Integration distributes over addition and subtraction. This means that each term can be integrated separately:

 

$$ \large \int \big(f(x) \pm g(x)\big)\,dx \;=\; \int f(x)\,dx \;\pm\; \int g(x)\,dx $$

 

Example:

$$ \large \int (3x^2 - 2x + 4)\,dx \;=\; x^3 - x^2 + 4x + C $$

 

 

3. Power rule

The power rule is the most fundamental formula and holds for all \( \large n \neq -1 \):

 

$$ \large \int x^n\,dx \;=\; \frac{x^{n+1}}{n+1} + C $$

 

Example:

$$ \large \int x^4\,dx \;=\; \frac{x^5}{5} + C $$

 

 

4. Logarithmic rule

When the exponent is \( \large -1 \), a special rule applies because the power rule cannot be used. In this case, the natural logarithm appears:

 

$$ \large \int \frac{1}{x}\,dx \;=\; \ln|x| + C $$

 

 

5. Exponential functions

The integral of an exponential function with base \( \large e \) is again an exponential function:

 

$$ \large \int e^x\,dx \;=\; e^x + C $$

 

If the exponent is a linear function \( \large ax \), the result is adjusted by \( \large \frac{1}{a} \):

 

$$ \large \int e^{ax}\,dx \;=\; \frac{1}{a}e^{ax} + C $$

 

 

6. Trigonometric functions

The most important integrals of sine and cosine are:

 

$$ \large \int \sin x\,dx \;=\; -\cos x + C $$

$$ \large \int \cos x\,dx \;=\; \sin x + C $$

 

 

7. Composite functions (reverse chain rule)

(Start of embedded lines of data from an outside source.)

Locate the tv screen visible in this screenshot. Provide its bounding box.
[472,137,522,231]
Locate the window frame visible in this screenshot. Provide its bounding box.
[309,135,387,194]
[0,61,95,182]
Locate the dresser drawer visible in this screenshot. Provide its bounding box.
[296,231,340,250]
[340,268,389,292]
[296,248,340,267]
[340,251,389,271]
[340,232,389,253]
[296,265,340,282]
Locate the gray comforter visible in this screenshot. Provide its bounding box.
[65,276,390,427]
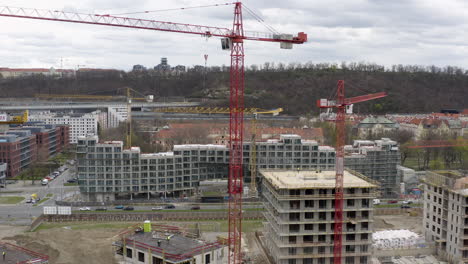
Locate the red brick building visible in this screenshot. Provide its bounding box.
[0,125,70,178]
[0,131,37,178]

If the function consists of an inner expression whose derivative appears outside, you can integrate “backwards” using substitution (covered later). A simple form is:

 

$$ \large \int f'(x)\,f(x)^n\,dx \;=\; \frac{f(x)^{n+1}}{n+1} + C $$

 

Example:

$$ \large \int 2x(x^2 + 1)^3\,dx \;=\; \frac{(x^2 + 1)^4}{4} + C $$

 

 

Summary

These calculation rules make it possible to find integrals quickly and reliably. The constant factor, sum, and power rules are used in almost every computation. They form the foundation for more advanced methods such as substitution and integration by parts.